多種多様なスマートフォンが市場に出ている中で、時代の影に消えていったのが「2画面のスマートフォン」だ。国内外で大きな注目を集めた2画面スマホは、なぜ消えていってしまったのか。

 2画面のスマートフォンとはどのようなものがあったのか。まず挙げられるのが、2011年に京セラが米国で販売した「Kyocera Echo」だった。日本でこそ発売されなかったが、京セラが投入したこともあって話題を集めた。

 2011年とAndroidスマートフォンとしても黎明(れいめい)期に近い頃の商品でありながら、2画面という独自性に果敢にトライした点は今もなお高く評価したいところだ。

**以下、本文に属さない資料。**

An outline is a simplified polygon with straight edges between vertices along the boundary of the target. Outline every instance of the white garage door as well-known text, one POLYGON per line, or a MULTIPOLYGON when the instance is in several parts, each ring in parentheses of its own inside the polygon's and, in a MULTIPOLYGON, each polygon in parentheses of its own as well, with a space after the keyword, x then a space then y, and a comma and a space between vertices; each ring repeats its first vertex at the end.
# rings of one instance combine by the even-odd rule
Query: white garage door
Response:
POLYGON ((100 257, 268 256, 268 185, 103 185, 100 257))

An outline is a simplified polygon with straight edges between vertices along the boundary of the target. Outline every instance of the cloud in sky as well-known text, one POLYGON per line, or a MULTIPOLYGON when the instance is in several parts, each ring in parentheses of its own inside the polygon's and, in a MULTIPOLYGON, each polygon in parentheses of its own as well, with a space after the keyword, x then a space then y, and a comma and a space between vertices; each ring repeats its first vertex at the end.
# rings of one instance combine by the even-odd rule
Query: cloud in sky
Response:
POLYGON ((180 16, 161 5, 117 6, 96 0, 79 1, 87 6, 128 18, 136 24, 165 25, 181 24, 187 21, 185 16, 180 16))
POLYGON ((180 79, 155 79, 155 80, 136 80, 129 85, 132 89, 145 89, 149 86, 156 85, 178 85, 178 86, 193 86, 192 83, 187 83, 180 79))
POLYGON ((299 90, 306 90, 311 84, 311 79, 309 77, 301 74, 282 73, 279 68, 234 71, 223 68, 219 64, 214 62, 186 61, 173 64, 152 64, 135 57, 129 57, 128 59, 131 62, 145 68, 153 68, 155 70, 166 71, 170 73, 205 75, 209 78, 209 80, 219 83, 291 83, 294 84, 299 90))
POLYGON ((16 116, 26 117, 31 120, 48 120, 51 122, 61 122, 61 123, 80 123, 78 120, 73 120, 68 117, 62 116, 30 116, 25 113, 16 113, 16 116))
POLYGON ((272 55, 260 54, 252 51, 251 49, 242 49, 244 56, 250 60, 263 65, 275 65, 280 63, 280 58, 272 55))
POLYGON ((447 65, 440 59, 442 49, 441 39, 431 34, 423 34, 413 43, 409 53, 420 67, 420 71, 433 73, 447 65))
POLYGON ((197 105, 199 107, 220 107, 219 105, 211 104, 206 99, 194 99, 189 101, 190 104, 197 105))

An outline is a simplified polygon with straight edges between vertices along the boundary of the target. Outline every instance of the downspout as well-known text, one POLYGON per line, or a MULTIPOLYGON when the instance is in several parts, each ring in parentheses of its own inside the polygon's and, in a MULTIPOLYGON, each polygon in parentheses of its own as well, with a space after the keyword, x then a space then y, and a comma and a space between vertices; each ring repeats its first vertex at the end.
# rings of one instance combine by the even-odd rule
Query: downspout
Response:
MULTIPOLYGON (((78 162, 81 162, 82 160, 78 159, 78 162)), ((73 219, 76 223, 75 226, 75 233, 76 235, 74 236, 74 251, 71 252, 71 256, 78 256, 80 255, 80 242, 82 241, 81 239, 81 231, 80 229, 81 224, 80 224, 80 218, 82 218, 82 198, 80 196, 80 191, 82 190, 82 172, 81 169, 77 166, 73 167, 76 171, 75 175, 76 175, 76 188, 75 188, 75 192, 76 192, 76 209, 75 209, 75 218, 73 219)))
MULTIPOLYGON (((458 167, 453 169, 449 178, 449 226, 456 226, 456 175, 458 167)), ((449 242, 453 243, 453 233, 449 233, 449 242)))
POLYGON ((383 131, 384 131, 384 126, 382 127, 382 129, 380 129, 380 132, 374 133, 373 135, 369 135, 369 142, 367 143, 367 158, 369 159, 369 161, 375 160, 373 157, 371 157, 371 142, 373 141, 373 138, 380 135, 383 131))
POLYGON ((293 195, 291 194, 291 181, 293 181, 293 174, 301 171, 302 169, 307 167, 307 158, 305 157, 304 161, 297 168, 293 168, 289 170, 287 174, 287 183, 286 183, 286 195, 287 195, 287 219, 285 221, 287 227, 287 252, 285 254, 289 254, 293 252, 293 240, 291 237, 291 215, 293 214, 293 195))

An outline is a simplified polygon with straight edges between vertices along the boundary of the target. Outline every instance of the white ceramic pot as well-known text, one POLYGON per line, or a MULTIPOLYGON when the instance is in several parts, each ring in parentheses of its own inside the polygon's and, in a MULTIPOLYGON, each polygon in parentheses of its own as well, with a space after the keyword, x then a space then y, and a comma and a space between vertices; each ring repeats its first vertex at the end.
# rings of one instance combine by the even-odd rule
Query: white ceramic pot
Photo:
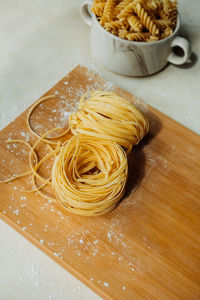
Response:
POLYGON ((133 42, 124 40, 106 31, 91 13, 92 1, 82 3, 82 19, 91 26, 90 49, 92 59, 102 66, 129 76, 146 76, 163 69, 168 62, 182 65, 191 55, 189 42, 178 36, 180 17, 172 35, 155 42, 133 42), (182 49, 179 56, 174 47, 182 49))

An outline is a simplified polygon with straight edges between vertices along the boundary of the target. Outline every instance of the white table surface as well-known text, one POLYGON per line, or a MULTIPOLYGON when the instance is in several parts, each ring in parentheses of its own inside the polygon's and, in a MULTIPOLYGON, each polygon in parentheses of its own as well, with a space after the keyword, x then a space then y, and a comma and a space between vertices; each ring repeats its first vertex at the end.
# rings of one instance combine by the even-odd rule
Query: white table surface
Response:
MULTIPOLYGON (((0 0, 0 127, 83 64, 200 133, 200 1, 179 2, 194 63, 131 78, 91 62, 81 0, 0 0)), ((3 221, 0 241, 0 300, 100 299, 3 221)))

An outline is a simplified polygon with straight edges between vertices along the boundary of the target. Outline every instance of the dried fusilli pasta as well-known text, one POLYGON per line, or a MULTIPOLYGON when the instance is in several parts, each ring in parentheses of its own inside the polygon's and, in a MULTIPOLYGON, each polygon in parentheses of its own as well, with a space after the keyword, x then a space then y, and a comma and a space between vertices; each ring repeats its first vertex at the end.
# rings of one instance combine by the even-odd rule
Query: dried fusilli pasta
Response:
POLYGON ((164 30, 170 25, 170 22, 168 20, 163 20, 163 19, 154 19, 154 23, 161 30, 164 30))
POLYGON ((94 0, 91 10, 107 31, 138 42, 171 35, 178 15, 177 0, 94 0))
POLYGON ((158 37, 153 35, 150 35, 150 37, 146 39, 146 42, 155 42, 155 41, 158 41, 158 37))
POLYGON ((118 30, 124 28, 124 25, 123 25, 122 21, 111 21, 111 22, 105 23, 104 27, 109 32, 112 32, 113 34, 117 35, 118 30))
POLYGON ((150 38, 150 33, 149 32, 134 32, 134 33, 128 33, 126 35, 126 38, 129 41, 145 41, 146 39, 150 38))
POLYGON ((136 16, 130 16, 127 20, 135 32, 140 32, 142 30, 142 24, 136 16))
POLYGON ((122 11, 117 15, 118 19, 127 19, 134 11, 134 2, 131 2, 122 9, 122 11))
POLYGON ((117 16, 128 4, 130 4, 133 0, 122 0, 115 6, 114 15, 117 16))
POLYGON ((122 9, 122 11, 117 15, 117 18, 119 19, 127 19, 129 16, 131 16, 134 13, 134 6, 137 3, 143 3, 144 0, 133 0, 131 3, 129 3, 127 6, 122 9))
POLYGON ((169 9, 171 8, 171 1, 170 0, 163 0, 163 10, 167 14, 169 9))
POLYGON ((92 12, 97 16, 97 17, 102 17, 103 16, 103 11, 105 8, 105 2, 99 2, 96 5, 92 7, 92 12))
POLYGON ((172 28, 176 26, 176 20, 177 20, 177 6, 175 2, 173 2, 171 9, 169 10, 169 21, 171 23, 172 28))
POLYGON ((156 36, 159 34, 158 27, 156 26, 154 21, 149 17, 148 13, 145 11, 145 9, 141 6, 140 3, 137 3, 134 6, 134 11, 137 13, 141 23, 149 30, 151 35, 156 36))
POLYGON ((103 11, 103 17, 102 17, 102 22, 106 21, 112 21, 113 20, 113 11, 115 7, 115 0, 107 0, 104 11, 103 11))
POLYGON ((171 27, 167 27, 164 32, 161 35, 162 39, 165 39, 166 37, 170 36, 172 34, 173 30, 171 27))
POLYGON ((155 11, 158 8, 158 4, 155 0, 149 0, 146 3, 145 8, 148 9, 148 10, 155 11))
POLYGON ((126 29, 119 29, 118 35, 120 38, 125 39, 128 31, 126 29))

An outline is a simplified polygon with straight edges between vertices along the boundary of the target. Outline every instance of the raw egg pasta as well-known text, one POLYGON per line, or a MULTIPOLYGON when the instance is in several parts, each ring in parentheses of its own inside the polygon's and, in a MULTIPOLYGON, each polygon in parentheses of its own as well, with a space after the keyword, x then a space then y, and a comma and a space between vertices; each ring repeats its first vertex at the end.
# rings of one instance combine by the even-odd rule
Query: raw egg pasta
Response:
POLYGON ((127 156, 112 141, 77 135, 62 146, 52 170, 58 201, 85 216, 105 214, 121 199, 128 174, 127 156))
POLYGON ((127 154, 149 129, 143 114, 113 92, 94 91, 83 95, 79 110, 69 117, 74 135, 84 134, 116 142, 127 154))
POLYGON ((31 124, 30 124, 31 115, 32 115, 34 109, 35 109, 38 105, 40 105, 41 103, 43 103, 44 101, 49 100, 49 99, 53 99, 53 98, 55 98, 54 95, 49 95, 49 96, 46 96, 46 97, 43 97, 43 98, 39 99, 38 101, 36 101, 36 102, 34 103, 34 105, 29 109, 29 112, 28 112, 28 115, 27 115, 27 125, 28 125, 28 129, 30 130, 30 132, 31 132, 35 137, 39 138, 40 141, 43 141, 43 142, 45 142, 45 143, 47 143, 47 144, 53 144, 53 145, 56 145, 57 142, 54 141, 54 139, 58 139, 58 138, 63 137, 64 135, 66 135, 66 134, 69 132, 69 130, 70 130, 69 127, 66 128, 66 129, 64 130, 64 132, 62 132, 61 134, 57 135, 56 137, 47 137, 48 134, 54 132, 55 130, 62 130, 63 128, 54 128, 54 129, 48 131, 48 133, 47 133, 47 132, 44 133, 44 135, 39 135, 39 134, 37 134, 37 133, 33 130, 33 128, 31 127, 31 124))
POLYGON ((7 141, 29 147, 30 170, 1 182, 31 174, 33 189, 29 192, 37 191, 48 200, 58 201, 75 214, 105 214, 116 207, 124 194, 127 154, 147 133, 149 123, 133 104, 119 95, 92 91, 80 99, 79 110, 70 115, 67 129, 56 127, 38 134, 31 126, 32 113, 43 101, 52 98, 55 96, 39 99, 28 111, 27 125, 37 138, 33 146, 24 140, 7 141), (63 132, 49 137, 57 130, 63 132), (74 136, 67 139, 70 130, 74 136), (49 151, 39 160, 36 148, 40 143, 49 151), (39 169, 53 157, 51 176, 44 178, 39 169), (51 194, 43 191, 46 187, 51 194))

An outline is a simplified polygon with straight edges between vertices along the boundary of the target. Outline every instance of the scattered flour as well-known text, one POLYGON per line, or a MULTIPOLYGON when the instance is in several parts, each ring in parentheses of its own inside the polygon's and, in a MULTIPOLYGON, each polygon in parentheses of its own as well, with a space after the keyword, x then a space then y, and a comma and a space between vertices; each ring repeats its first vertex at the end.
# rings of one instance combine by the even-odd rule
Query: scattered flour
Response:
POLYGON ((14 210, 13 214, 16 215, 16 216, 18 216, 19 215, 19 209, 14 210))
POLYGON ((104 282, 104 284, 103 284, 105 287, 109 287, 109 284, 108 284, 108 282, 104 282))
MULTIPOLYGON (((92 76, 89 77, 89 81, 91 82, 91 86, 92 86, 92 80, 93 80, 92 76)), ((70 113, 71 113, 72 111, 75 111, 76 108, 77 108, 77 103, 78 103, 78 101, 76 101, 76 99, 78 100, 78 99, 80 98, 80 96, 82 96, 82 94, 85 92, 82 88, 80 88, 80 90, 79 90, 78 92, 77 92, 76 90, 74 90, 73 88, 69 88, 69 89, 68 89, 68 84, 69 84, 68 81, 65 81, 65 82, 64 82, 64 85, 66 86, 65 89, 68 91, 68 95, 69 95, 68 97, 69 97, 69 98, 71 97, 72 103, 67 102, 66 96, 60 95, 60 92, 55 91, 55 95, 59 95, 59 99, 62 101, 62 104, 65 106, 64 109, 63 109, 61 112, 59 112, 59 109, 53 109, 53 110, 52 110, 53 113, 57 113, 57 112, 60 113, 60 119, 59 119, 59 122, 60 122, 61 125, 62 125, 62 124, 66 124, 66 121, 68 120, 70 113), (75 99, 75 100, 74 100, 74 99, 75 99)), ((88 85, 88 87, 87 87, 88 91, 91 90, 91 86, 88 85)), ((96 84, 96 88, 99 88, 99 87, 101 87, 101 86, 99 86, 99 84, 96 84)), ((106 83, 106 84, 104 85, 103 88, 105 88, 106 90, 110 90, 110 89, 113 88, 113 84, 112 84, 111 82, 108 82, 108 83, 106 83)), ((42 106, 41 106, 41 107, 42 107, 42 106)), ((56 121, 56 118, 54 119, 54 117, 53 117, 53 118, 50 118, 50 120, 51 120, 51 122, 53 122, 53 121, 56 121)), ((56 122, 57 122, 57 121, 56 121, 56 122)), ((58 124, 58 126, 59 126, 60 124, 58 124)), ((37 129, 41 129, 41 131, 42 131, 42 126, 40 126, 40 124, 38 124, 38 125, 37 125, 37 129)), ((26 140, 29 140, 30 136, 29 136, 26 132, 21 131, 20 134, 21 134, 21 136, 22 136, 23 138, 25 138, 26 140)), ((7 145, 7 146, 9 146, 9 148, 10 148, 10 145, 7 145)), ((8 149, 9 149, 9 148, 8 148, 8 149)), ((15 145, 13 145, 13 148, 16 148, 15 145)), ((25 154, 25 153, 24 153, 24 154, 25 154)), ((14 186, 14 189, 17 190, 17 189, 18 189, 17 186, 14 186)), ((11 200, 15 200, 15 199, 14 199, 14 195, 11 196, 11 200)), ((24 200, 24 201, 27 200, 27 201, 28 201, 29 199, 27 199, 26 196, 21 196, 21 197, 20 197, 20 200, 24 200)), ((43 206, 41 206, 40 209, 41 209, 41 210, 44 210, 44 208, 45 208, 45 209, 49 209, 49 210, 51 210, 52 212, 55 212, 55 214, 57 213, 57 214, 59 215, 59 219, 65 220, 66 222, 69 222, 70 217, 63 215, 61 212, 57 212, 56 210, 54 210, 53 207, 50 208, 51 206, 49 205, 49 203, 52 203, 52 201, 49 200, 48 203, 42 204, 43 206), (47 207, 47 205, 49 205, 49 208, 47 207)), ((22 204, 21 204, 21 207, 24 207, 24 206, 26 206, 26 204, 22 203, 22 204)), ((3 213, 6 214, 6 211, 4 210, 3 213)), ((14 210, 13 213, 16 214, 16 215, 18 215, 18 214, 19 214, 19 209, 14 210)), ((30 221, 29 221, 29 222, 30 222, 30 221)), ((18 220, 17 223, 20 224, 20 220, 18 220)), ((33 223, 34 223, 34 220, 33 220, 33 223)), ((64 224, 64 223, 62 222, 62 224, 64 224)), ((32 223, 29 223, 29 225, 32 226, 32 223)), ((59 225, 59 224, 58 224, 58 225, 59 225)), ((113 230, 106 230, 106 231, 105 231, 105 227, 104 227, 104 230, 102 230, 102 232, 104 232, 105 237, 107 237, 107 240, 108 240, 110 243, 115 244, 115 245, 119 245, 120 247, 124 247, 124 248, 129 248, 129 247, 131 247, 131 246, 129 246, 128 243, 124 240, 123 234, 118 233, 117 230, 115 231, 115 228, 117 228, 117 227, 119 228, 119 226, 120 226, 120 221, 119 221, 119 220, 113 220, 113 223, 111 223, 111 229, 113 229, 113 228, 114 228, 114 229, 113 229, 113 230)), ((29 227, 28 227, 28 228, 29 228, 29 227)), ((49 225, 48 225, 48 224, 44 225, 43 230, 46 232, 46 231, 47 231, 47 228, 48 228, 49 230, 52 229, 50 224, 49 224, 49 225)), ((59 228, 59 227, 58 227, 58 228, 59 228)), ((57 230, 57 231, 58 231, 58 228, 54 228, 54 230, 57 230)), ((22 230, 26 230, 26 229, 27 229, 26 226, 24 226, 24 227, 22 228, 22 230)), ((82 256, 82 257, 84 256, 84 257, 85 257, 86 259, 88 259, 88 260, 91 259, 91 256, 92 256, 92 259, 94 259, 94 261, 95 261, 95 259, 96 259, 95 257, 96 257, 96 255, 97 255, 97 253, 99 252, 99 249, 100 249, 99 247, 101 246, 101 237, 96 236, 94 239, 91 239, 90 237, 91 237, 91 232, 90 232, 90 230, 85 229, 85 230, 81 230, 80 232, 75 232, 74 234, 68 234, 67 237, 66 237, 65 243, 66 243, 67 245, 71 245, 70 247, 74 247, 77 256, 82 256), (98 239, 98 238, 99 238, 99 239, 98 239), (81 245, 81 246, 80 246, 80 245, 81 245), (79 249, 81 249, 81 251, 80 251, 79 249), (89 253, 89 256, 86 257, 85 253, 89 253)), ((45 239, 46 239, 46 238, 45 238, 45 239)), ((40 241, 41 244, 44 244, 44 240, 43 240, 43 239, 40 239, 39 236, 38 236, 38 240, 40 241)), ((47 241, 45 241, 45 242, 47 242, 47 241)), ((62 250, 62 249, 59 249, 59 248, 55 249, 55 248, 54 248, 54 247, 55 247, 54 242, 48 242, 48 243, 46 243, 46 244, 47 244, 48 246, 50 246, 50 248, 52 248, 52 250, 54 250, 54 251, 56 250, 56 252, 53 253, 54 256, 59 257, 60 259, 63 258, 63 257, 62 257, 62 253, 64 252, 64 249, 63 249, 63 250, 62 250), (54 247, 53 247, 53 246, 54 246, 54 247)), ((111 245, 112 245, 112 244, 111 244, 111 245)), ((57 244, 56 244, 56 247, 57 247, 57 244)), ((122 249, 123 249, 123 248, 122 248, 122 249)), ((124 249, 124 251, 125 251, 125 249, 124 249)), ((122 253, 120 253, 120 254, 122 255, 122 253)), ((99 252, 98 255, 100 255, 100 252, 99 252)), ((110 252, 110 255, 115 256, 116 253, 115 253, 114 251, 112 251, 112 252, 110 252)), ((81 257, 81 258, 82 258, 82 257, 81 257)), ((123 256, 118 256, 118 255, 116 255, 116 257, 115 257, 115 258, 113 257, 113 259, 118 259, 118 261, 122 261, 123 256)), ((91 260, 91 262, 93 263, 92 260, 91 260)), ((128 265, 128 264, 127 264, 127 265, 128 265)), ((135 270, 132 263, 129 263, 129 266, 131 267, 130 269, 131 269, 132 271, 135 270)), ((128 268, 129 268, 129 267, 128 267, 128 268)), ((38 276, 38 274, 40 273, 39 267, 36 266, 36 265, 30 265, 30 266, 27 268, 27 273, 29 273, 30 276, 32 276, 32 277, 35 278, 35 277, 38 276)), ((105 279, 106 279, 106 278, 105 278, 105 279)), ((104 280, 105 280, 105 279, 104 279, 104 280)), ((90 278, 90 281, 93 282, 93 281, 94 281, 94 278, 91 277, 91 278, 90 278)), ((108 283, 107 281, 103 282, 103 281, 97 280, 96 282, 97 282, 98 284, 102 284, 103 286, 105 286, 105 287, 107 287, 107 288, 109 287, 109 283, 108 283)), ((35 281, 35 286, 39 286, 39 285, 40 285, 40 282, 39 282, 38 280, 36 280, 36 281, 35 281)), ((78 291, 79 289, 80 289, 80 287, 73 288, 73 292, 76 292, 76 291, 78 291)), ((122 286, 122 289, 125 290, 126 287, 125 287, 125 286, 122 286)), ((57 294, 57 291, 55 291, 55 296, 54 296, 54 294, 52 293, 51 295, 49 295, 48 299, 50 299, 50 300, 51 300, 51 299, 56 299, 56 298, 55 298, 55 297, 56 297, 56 294, 57 294)))

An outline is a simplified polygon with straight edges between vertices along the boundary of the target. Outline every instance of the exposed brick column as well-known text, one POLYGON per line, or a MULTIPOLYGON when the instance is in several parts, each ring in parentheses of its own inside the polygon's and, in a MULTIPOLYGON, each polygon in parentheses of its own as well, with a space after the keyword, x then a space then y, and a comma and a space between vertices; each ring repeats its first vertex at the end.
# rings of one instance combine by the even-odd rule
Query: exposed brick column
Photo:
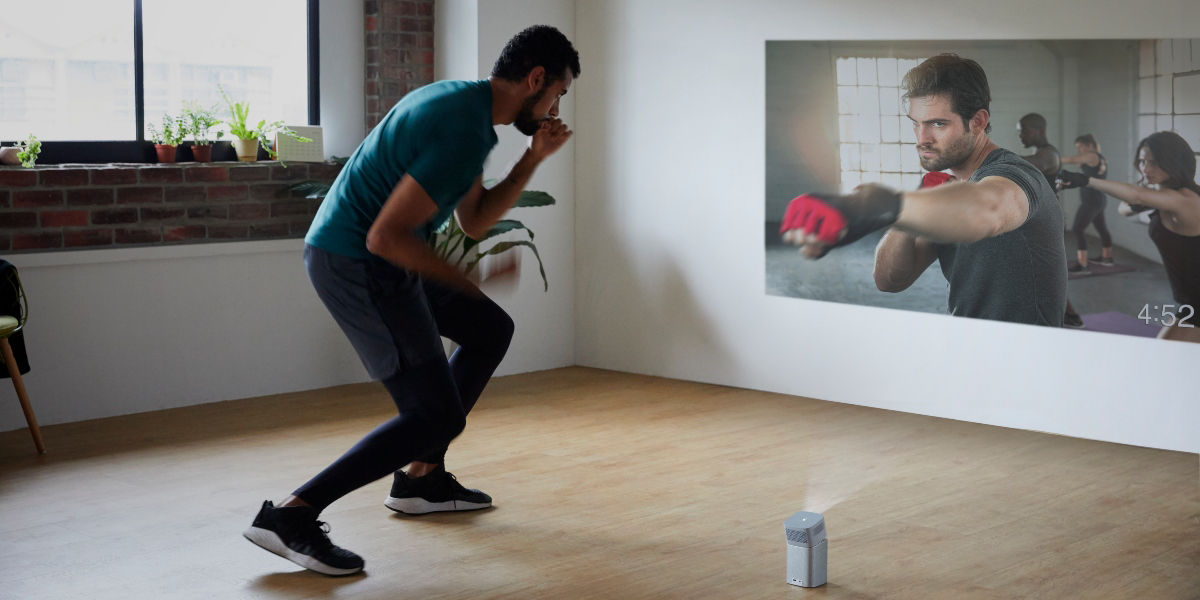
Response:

 日本では2013年発売のNECカシオ製「MEDIAS W N-05E」が印象深いものだ。4.3型のディスプレイを2つ備えており、展開時は5.6型のタブレット端末としても利用できた。

 Android 4.1のためマルチタスクは専用のアプリを用いて対応した。アプリ開発SDKが公開されていた上に、アプリコンテストなども行われていたため、専用アプリもある程度充実していた。

 こちらのスマホはドコモが販売し、市場の注目度も高い1台だった。一方で、電池持ちの悪さやソフトウェアの粗削り感といった黎明期らしい点もあり、当時は「キワモノ」という認識が強いものだった。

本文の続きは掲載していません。